4262 - Sur la disposition des membres chez Leonardo da Vinci

N. Lygeros

L’un des paradoxes de la peinture figurative, c’est de rendre vivante la nature morte à travers la vivacité des couleurs et la dynamique du statique. Ce paradoxe ou plutôt sa réalisation et non sa résolution est un schéma mental cher à la pensée de Leonardo da Vinci. Une des techniques qu’il utilise pour le représenter c’est le choix de la disposition des membres de la personne dont il fait le portrait. Il ne se contente nullement d’une pose car elle n’a pas de sens pour lui. C’est ainsi qu’il utilise la storia afin de concevoir une entité cinématographique et non photographique comme nous l’écririons de nos jours. À travers le mouvement qu’il incruste dans son tableau, il donne vie à une beauté nécessaire pour rendre le naturel de la nature sans le dénaturer.

“Les membres et le corps doivent s’adapter avec grâce à l’action que tu veux faire faire à la figure; si tu veux qu’elle soit jolie, fais-lui les membres élégants et déliés, sans montrer trop de muscles; et le peu que tu feras montrer selon l’attitude, qu’ils soient doux, c’est-à-dire sans grand relief, sans ombres trop noires, et les membres, surtout les bras, doivent être libres, c’est-à-dire qu’aucun ne prolonge en ligne droite celui qu’il touche”.

Tout ceci est relativement classique, surtout à notre époque, mais ce n’était pas le cas auparavant surtout lorsque cela ne représente que la première partie d’un raisonnement sur la disposition des membres et dont la précision serait qualifiée de nos jours de scientifique.

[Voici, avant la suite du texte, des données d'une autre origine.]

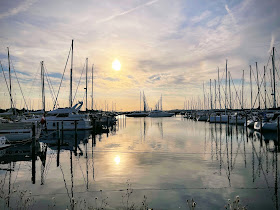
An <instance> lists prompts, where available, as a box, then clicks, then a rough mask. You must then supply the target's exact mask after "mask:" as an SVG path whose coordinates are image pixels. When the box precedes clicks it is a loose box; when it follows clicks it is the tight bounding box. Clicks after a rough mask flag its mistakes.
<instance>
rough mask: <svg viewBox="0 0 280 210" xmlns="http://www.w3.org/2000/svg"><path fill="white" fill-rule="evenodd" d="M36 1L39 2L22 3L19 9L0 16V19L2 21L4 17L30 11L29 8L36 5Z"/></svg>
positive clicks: (23, 2)
mask: <svg viewBox="0 0 280 210" xmlns="http://www.w3.org/2000/svg"><path fill="white" fill-rule="evenodd" d="M36 1H37V0H26V1H24V2H22V3H21V4H19V5H18V6H17V7H15V8H12V9H10V10H9V11H7V12H4V13H2V14H0V19H2V18H4V17H9V16H12V15H16V14H18V13H20V12H24V11H26V10H28V9H29V7H31V6H32V4H34V3H35V2H36Z"/></svg>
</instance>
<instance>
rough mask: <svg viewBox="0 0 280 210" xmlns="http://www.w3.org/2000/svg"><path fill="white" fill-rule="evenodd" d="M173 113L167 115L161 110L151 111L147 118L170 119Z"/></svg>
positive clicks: (172, 114)
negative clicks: (162, 118)
mask: <svg viewBox="0 0 280 210" xmlns="http://www.w3.org/2000/svg"><path fill="white" fill-rule="evenodd" d="M173 115H174V113H168V112H164V111H161V110H154V111H151V112H150V114H149V115H148V117H172V116H173Z"/></svg>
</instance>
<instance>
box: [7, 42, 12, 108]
mask: <svg viewBox="0 0 280 210" xmlns="http://www.w3.org/2000/svg"><path fill="white" fill-rule="evenodd" d="M7 49H8V63H9V82H10V90H9V93H10V100H11V109H12V108H13V98H12V80H11V64H10V52H9V48H8V47H7Z"/></svg>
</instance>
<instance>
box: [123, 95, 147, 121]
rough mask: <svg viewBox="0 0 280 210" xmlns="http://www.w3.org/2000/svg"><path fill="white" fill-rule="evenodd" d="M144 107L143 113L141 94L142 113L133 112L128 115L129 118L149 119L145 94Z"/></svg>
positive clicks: (140, 112)
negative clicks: (141, 118) (143, 117)
mask: <svg viewBox="0 0 280 210" xmlns="http://www.w3.org/2000/svg"><path fill="white" fill-rule="evenodd" d="M143 105H144V111H143V112H142V111H141V92H140V111H139V112H132V113H130V114H127V115H126V116H127V117H147V116H148V115H149V113H147V110H146V109H147V102H146V97H145V94H144V92H143Z"/></svg>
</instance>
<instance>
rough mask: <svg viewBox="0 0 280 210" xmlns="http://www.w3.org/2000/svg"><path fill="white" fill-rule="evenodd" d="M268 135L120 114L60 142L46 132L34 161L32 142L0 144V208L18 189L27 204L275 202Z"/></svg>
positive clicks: (276, 201) (269, 144)
mask: <svg viewBox="0 0 280 210" xmlns="http://www.w3.org/2000/svg"><path fill="white" fill-rule="evenodd" d="M261 138H262V140H260V139H261ZM273 139H276V134H265V135H264V136H262V137H261V136H260V134H259V133H256V132H252V131H248V137H247V135H246V130H245V129H244V128H243V127H242V126H238V127H235V126H231V127H229V128H227V126H226V125H220V124H217V125H215V124H209V123H205V122H194V121H192V120H187V119H184V118H181V117H172V118H126V119H123V118H122V116H121V117H120V119H119V123H118V124H117V125H116V127H115V128H113V129H112V130H111V131H110V132H109V134H106V133H105V134H97V135H92V134H91V132H78V133H77V141H76V142H75V134H74V133H73V132H72V133H69V132H68V133H67V132H65V133H64V136H63V140H62V139H61V146H60V147H58V146H57V135H56V133H52V134H50V135H49V136H48V137H44V138H43V139H41V140H40V143H38V144H36V147H35V148H36V149H35V151H34V150H33V152H34V154H35V156H34V155H33V161H32V150H31V144H26V145H18V146H16V147H14V148H10V149H8V150H6V151H2V153H1V157H0V160H1V165H0V168H1V170H0V179H1V183H0V188H1V190H0V191H1V192H0V197H1V208H2V209H4V208H7V207H5V201H4V200H3V198H4V197H6V203H8V205H10V206H12V207H17V206H19V205H22V204H21V203H20V192H21V193H23V194H24V196H22V197H23V199H22V200H23V203H24V202H27V204H26V205H28V201H27V198H28V197H30V198H32V199H34V201H32V202H31V204H32V205H33V208H34V209H38V208H41V209H48V208H54V209H66V208H68V209H71V202H72V199H71V198H72V197H74V203H75V202H76V204H75V209H81V208H84V207H86V206H93V207H101V204H102V200H103V201H104V202H103V203H105V202H107V203H108V205H107V206H106V208H107V209H115V208H123V207H126V205H127V200H128V206H131V205H132V204H135V206H136V207H137V208H140V207H141V205H142V203H141V202H142V201H143V200H144V195H145V196H146V197H147V203H148V205H149V207H152V208H154V209H178V208H181V209H188V208H187V204H186V200H187V199H189V200H190V199H192V198H194V200H195V201H196V202H197V209H224V206H225V205H226V204H227V200H228V199H229V198H230V199H232V200H233V198H235V196H236V195H239V196H240V198H241V203H242V204H244V205H248V208H249V209H278V197H277V195H278V185H279V184H278V180H279V178H278V170H279V169H278V167H279V165H278V164H279V163H278V159H279V157H278V154H277V153H276V152H275V151H276V150H278V149H277V147H276V146H275V143H274V141H273ZM2 189H3V190H2ZM127 189H128V190H129V192H132V193H130V195H129V196H128V195H126V192H127ZM24 190H27V191H26V192H25V191H24ZM100 190H102V192H101V191H100ZM130 190H131V191H130ZM15 191H16V192H15ZM9 192H10V196H9V197H8V195H9ZM30 192H31V194H30ZM107 197H108V198H107ZM96 198H97V199H96ZM84 199H85V200H86V202H84ZM17 202H19V203H17ZM54 205H55V206H54ZM103 206H104V205H103Z"/></svg>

“Et s’il se trouve, par suite de la station choisie, que des deux hanches, pôles du corps, la droite soit plus haute que la gauche, tu feras en sorte que la partie de l’épaule tombe exactement par dessus de la partie la plus éminente de la hanche, et que cette épaule droite soit plus basse que la gauche et que le creux de la gorge soit toujours juste par dessus du milieu de l’articulation du pied, qui porte le poids, et que la jambe ait son genou plus bas que l’autre, et tout près de l’autre jambe”.

Ce qui est tout à fait remarquable, dans cette série de conseils, c’est qu’elle ne concerne pas uniquement le visible, car Léonardo da Vinci accorde de l’importance à l’ensemble de la scène élaborée par le peintre et non pas uniquement à ce que voit le spectateur. Il s’attache de plus à la décomposition des mouvements selon les articulations humaines. Son discours sur le mouvement est articulé et voilà d’où provient son dynamisme.

“Concernant la disposition des membres, considère que si tu veux représenter quelqu’un qui pour une raison quelconque se trouve en arrière ou de côté, tu ne dois pas lui faire mouvoir les pieds, et tous les membres dans la direction où il tourne la tête, mais tu le montreras décomposant son mouvement selon les articulations…”

Et c’est à l’aide de ses règles que nous devons observer la Joconde afin de comprendre véritablement sa conception mentale de la scène.